Um primeiro ciclo de lutas armadas na América Latina transcorreu, portanto, na década de 1960, sob o
forte impacto da vitória socialista em Cuba e com o apoio direto do governo cubano, o qual passou a sofrer
um duro processo de isolamento e de hostilidade pelos Estados Unidos e por grande parte dos governos
do continente que, seguindo orientação de Washington, rompeu relações com Havana. O governo cubano
apoiava as lutas armadas, fornecendo treinamento militar para os movimentos guerrilheiros, e bancava
uma intensa campanha política e ideológica contra o imperialismo e os governos latino-americanos
aliados a ele.

Esses novos movimentos guerrilheiros, contudo, já não contavam com alguns fatores que haviam
beneficiado os revolucionários cubanos. Em primeiro lugar, o fator surpresa, de tão forte impacto em
Cuba, pela inédita circunstância de um movimento antiditatorial transformar-se tão rapidamente em
força socialista, já não voltaria a ocorrer. Ao contrário, amparados na doutrina de segurança nacional, os
governos militares assumiram a dianteira e passaram a perseguir e colocar sob suspeita de subversão
qualquer tipo de movimento com a mais tênue semelhança com o cubano, justificando a repressão que se
abateu com persistência e cruel ferocidade ao conjunto da esquerda.

Em segundo lugar, as inúmeras divisões da esquerda, não só entre reformistas e revolucionários, como
entre soviéticos, maoístas e castristas, contribuíram para enfraquecê-la e ao campo popular no seu
conjunto, pois dificultaram a formação de uma frente ampla contra a ditadura, essa mesma frente que fora
fundamental à vitória da Revolução Cubana.

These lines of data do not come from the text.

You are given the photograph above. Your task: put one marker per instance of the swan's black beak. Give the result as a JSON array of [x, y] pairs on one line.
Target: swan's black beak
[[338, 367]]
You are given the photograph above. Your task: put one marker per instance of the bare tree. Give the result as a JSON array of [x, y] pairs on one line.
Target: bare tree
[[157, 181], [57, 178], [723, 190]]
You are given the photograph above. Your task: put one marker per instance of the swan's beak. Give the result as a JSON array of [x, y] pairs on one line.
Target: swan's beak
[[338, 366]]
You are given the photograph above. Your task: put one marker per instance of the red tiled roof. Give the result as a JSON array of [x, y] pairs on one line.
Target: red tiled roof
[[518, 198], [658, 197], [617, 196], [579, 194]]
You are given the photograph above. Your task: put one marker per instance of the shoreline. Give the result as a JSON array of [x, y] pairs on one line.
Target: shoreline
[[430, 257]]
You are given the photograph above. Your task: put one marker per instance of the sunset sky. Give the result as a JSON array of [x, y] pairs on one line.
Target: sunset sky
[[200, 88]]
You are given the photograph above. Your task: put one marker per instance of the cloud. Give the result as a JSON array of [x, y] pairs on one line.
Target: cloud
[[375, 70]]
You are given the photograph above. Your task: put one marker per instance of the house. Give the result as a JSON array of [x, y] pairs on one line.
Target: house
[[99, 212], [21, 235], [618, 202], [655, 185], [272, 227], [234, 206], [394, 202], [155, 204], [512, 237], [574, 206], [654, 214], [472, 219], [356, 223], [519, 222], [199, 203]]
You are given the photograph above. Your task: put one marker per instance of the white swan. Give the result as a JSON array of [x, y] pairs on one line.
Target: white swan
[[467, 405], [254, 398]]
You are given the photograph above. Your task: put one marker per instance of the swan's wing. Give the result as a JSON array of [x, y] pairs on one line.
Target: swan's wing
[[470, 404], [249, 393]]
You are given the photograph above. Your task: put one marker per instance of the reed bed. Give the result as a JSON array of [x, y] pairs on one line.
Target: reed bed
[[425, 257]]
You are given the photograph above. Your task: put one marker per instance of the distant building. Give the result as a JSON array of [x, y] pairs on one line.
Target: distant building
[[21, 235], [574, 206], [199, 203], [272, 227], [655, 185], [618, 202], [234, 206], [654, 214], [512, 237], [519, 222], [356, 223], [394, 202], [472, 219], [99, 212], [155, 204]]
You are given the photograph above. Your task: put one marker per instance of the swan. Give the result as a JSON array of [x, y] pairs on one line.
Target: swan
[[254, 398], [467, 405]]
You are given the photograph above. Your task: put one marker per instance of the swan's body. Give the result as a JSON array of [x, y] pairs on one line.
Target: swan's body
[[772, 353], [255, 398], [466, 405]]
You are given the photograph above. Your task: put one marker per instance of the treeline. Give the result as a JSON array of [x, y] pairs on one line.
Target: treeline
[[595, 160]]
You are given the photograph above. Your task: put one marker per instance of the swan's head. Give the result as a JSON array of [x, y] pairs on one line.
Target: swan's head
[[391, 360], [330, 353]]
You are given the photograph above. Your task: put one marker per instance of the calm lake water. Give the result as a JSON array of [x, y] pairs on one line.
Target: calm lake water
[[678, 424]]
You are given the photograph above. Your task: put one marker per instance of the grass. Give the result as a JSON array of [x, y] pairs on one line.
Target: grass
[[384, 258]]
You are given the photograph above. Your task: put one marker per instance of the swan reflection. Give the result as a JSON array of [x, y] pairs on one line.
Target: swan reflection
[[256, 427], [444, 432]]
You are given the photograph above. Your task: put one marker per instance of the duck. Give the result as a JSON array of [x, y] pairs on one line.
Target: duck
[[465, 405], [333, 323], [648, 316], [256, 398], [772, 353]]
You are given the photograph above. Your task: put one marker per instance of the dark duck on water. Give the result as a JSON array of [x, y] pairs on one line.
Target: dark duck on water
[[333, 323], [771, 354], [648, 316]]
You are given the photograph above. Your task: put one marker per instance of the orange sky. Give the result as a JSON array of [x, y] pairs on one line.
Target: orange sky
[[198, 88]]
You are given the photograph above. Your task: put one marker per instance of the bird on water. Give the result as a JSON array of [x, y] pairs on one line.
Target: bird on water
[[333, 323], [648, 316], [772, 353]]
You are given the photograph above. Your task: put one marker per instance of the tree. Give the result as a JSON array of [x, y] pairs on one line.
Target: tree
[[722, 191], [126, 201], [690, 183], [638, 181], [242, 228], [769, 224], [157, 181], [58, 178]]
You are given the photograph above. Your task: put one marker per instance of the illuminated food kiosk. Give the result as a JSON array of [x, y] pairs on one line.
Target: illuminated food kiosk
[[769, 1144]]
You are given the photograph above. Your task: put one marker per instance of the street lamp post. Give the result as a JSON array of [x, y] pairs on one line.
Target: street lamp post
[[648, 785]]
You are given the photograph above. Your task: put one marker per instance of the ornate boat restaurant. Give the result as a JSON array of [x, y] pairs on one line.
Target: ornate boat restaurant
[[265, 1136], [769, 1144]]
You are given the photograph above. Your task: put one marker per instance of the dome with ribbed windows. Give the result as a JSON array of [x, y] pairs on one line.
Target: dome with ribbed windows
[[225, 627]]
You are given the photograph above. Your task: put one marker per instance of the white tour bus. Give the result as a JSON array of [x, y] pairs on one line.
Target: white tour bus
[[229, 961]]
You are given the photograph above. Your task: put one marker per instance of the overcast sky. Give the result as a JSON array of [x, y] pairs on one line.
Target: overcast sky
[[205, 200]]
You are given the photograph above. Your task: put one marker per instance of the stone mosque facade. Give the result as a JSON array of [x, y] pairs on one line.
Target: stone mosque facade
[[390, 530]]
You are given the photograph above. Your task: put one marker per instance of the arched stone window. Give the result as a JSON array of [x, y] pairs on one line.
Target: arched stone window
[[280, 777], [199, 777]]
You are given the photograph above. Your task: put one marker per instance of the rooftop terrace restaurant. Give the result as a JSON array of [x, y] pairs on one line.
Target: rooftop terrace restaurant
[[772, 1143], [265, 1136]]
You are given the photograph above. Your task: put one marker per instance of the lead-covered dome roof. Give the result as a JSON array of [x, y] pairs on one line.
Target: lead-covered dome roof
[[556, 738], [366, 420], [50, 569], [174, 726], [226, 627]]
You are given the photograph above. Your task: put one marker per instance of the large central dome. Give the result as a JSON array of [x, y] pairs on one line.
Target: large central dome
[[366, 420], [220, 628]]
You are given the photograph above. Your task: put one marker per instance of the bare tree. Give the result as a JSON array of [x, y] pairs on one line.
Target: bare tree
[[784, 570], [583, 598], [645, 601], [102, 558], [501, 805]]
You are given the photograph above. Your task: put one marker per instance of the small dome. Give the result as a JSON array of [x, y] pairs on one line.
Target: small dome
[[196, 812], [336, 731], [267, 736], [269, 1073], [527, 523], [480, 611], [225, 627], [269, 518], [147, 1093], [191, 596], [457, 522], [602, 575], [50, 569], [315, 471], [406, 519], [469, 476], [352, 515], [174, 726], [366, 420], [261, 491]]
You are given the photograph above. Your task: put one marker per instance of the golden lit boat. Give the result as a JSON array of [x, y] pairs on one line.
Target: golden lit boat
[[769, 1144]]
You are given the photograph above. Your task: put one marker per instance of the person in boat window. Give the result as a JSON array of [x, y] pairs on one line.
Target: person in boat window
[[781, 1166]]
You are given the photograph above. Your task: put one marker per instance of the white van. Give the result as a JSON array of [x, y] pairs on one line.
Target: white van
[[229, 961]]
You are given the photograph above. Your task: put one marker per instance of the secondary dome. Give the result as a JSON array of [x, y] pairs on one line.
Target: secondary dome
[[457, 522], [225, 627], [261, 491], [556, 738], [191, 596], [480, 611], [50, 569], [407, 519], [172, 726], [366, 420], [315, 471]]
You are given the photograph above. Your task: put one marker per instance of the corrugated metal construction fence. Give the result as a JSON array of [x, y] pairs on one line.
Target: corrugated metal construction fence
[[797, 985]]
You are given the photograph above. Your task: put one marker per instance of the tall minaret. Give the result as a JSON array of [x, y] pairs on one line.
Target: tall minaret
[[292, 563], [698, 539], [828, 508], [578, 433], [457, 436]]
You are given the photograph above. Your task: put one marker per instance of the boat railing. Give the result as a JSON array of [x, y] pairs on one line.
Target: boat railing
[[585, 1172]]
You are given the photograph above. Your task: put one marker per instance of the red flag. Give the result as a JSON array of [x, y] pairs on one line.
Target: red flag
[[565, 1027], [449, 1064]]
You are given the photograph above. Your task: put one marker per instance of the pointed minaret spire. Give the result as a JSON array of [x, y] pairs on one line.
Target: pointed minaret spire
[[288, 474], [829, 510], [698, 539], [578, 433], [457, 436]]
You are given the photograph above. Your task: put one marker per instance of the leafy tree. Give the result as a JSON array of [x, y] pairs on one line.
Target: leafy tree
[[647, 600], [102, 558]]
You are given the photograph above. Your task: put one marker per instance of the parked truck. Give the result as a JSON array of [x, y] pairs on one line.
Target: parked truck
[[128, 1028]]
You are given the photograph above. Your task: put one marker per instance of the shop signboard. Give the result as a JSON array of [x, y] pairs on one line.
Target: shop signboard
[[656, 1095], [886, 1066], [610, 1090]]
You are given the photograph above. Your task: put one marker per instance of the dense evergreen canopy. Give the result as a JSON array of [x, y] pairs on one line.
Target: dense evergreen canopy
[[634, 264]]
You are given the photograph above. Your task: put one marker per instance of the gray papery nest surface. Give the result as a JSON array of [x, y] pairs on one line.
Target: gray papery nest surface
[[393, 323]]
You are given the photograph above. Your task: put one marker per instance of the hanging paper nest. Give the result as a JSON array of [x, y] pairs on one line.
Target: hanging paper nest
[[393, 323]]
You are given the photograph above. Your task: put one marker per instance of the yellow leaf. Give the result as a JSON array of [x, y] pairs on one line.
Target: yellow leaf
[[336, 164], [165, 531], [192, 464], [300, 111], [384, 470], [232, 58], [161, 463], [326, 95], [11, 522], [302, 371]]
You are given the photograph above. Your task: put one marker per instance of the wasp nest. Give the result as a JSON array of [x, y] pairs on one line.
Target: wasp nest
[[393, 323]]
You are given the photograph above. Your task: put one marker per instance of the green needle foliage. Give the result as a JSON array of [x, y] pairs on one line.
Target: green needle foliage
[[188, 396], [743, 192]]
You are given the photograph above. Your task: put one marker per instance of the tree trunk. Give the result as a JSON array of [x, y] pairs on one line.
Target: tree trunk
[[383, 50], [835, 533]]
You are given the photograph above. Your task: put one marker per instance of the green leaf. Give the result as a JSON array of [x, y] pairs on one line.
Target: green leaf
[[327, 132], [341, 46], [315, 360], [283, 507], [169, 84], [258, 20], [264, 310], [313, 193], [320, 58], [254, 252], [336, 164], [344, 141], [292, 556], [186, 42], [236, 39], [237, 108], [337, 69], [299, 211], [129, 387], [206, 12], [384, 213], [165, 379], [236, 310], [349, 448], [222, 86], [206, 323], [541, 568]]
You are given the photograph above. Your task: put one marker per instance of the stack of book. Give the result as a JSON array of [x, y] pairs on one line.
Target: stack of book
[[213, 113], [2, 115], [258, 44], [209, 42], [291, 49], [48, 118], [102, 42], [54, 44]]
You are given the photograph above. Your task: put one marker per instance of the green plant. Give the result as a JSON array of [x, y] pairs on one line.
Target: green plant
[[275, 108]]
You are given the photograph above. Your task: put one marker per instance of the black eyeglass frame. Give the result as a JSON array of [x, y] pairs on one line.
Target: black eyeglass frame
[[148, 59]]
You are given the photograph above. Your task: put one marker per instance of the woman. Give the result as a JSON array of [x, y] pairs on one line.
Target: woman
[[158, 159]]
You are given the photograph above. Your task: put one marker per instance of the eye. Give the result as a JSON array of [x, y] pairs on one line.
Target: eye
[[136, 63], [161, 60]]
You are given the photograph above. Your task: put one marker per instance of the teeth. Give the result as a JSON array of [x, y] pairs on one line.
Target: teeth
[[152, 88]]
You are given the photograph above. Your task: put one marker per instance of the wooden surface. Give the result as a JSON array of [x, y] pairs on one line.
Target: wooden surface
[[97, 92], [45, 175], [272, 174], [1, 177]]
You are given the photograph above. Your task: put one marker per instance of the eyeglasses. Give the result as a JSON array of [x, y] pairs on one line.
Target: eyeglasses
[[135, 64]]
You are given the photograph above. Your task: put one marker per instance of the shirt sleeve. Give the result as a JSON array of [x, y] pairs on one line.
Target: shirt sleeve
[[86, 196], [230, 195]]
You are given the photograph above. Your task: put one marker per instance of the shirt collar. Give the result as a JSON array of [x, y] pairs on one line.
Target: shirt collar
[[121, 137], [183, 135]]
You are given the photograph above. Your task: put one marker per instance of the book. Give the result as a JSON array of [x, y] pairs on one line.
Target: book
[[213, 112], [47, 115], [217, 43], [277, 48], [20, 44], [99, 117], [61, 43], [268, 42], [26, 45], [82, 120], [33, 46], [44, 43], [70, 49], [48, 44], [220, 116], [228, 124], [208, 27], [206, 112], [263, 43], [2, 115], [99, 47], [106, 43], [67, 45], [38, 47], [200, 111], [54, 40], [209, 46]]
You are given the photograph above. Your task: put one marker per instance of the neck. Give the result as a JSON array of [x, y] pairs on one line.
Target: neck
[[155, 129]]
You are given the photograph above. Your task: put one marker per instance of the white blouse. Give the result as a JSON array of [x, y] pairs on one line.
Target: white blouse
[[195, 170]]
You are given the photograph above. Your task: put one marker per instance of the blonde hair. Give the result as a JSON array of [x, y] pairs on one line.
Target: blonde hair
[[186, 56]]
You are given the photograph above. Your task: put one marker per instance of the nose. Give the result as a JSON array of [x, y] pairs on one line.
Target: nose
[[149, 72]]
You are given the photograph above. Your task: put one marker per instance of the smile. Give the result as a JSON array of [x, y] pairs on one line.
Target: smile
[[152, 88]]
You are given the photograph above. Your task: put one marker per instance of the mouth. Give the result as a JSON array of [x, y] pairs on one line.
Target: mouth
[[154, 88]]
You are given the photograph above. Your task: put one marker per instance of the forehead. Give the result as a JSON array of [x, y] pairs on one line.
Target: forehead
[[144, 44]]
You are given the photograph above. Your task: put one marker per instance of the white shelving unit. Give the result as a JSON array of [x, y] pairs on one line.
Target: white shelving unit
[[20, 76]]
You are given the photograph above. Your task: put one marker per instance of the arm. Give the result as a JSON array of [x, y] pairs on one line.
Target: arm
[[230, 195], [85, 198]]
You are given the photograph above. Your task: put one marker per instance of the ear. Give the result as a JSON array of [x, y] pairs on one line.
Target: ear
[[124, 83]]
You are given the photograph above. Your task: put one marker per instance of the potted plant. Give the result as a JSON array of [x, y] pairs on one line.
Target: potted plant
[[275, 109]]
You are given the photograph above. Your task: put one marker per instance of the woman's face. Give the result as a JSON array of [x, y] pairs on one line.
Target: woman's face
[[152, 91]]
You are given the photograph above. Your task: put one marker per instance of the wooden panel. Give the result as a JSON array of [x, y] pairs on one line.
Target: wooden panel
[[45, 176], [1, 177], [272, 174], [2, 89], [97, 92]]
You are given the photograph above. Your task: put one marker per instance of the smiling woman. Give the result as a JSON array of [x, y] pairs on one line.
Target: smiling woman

A vitória dos revolucionários cubanos, ademais, parecia decretar a morte dos partidos políticos
tradicionais e da sua estratégia eleitoral. Mais ainda, os sucessivos golpes militares e o apoio das
“burguesias nacionais”, não só às ditaduras, como também à própria internacionalização das economias,
enfraquecia ainda mais os partidos comunistas, que haviam apostado na sua posição nacionalista e anti-
imperialista. Por outro lado, os argumentos maoístas contra a “coexistência pacífica” e a própria
importação de empresas capitalistas – cujo maior exemplo foi a instalação da Fiat para produzir
automóveis na URSS – pelo campo socialista introduziram novos fatores de enfraquecimento aos partidos
mais importantes da esquerda latino-americana até aquele momento.

As revoluções chinesa e cubana apareciam como oponentes e como alternativas ao modelo soviético e à
estratégia dos partidos comunistas. A China só apoiava os partidos que seguissem rigidamente suas
orientações, impedindo o estabelecimento de alianças com os movimentos que se uniam em torno da
Revolução Cubana. Assim, embora esses anos representassem um fortalecimento da esquerda, essas
divisões dificultaram que ela se tornasse uma força hegemônica no continente.

Fidel Castro nas comemorações do 1° de maio, em Havana, Cuba, em 2005 (Wikimedia Commons)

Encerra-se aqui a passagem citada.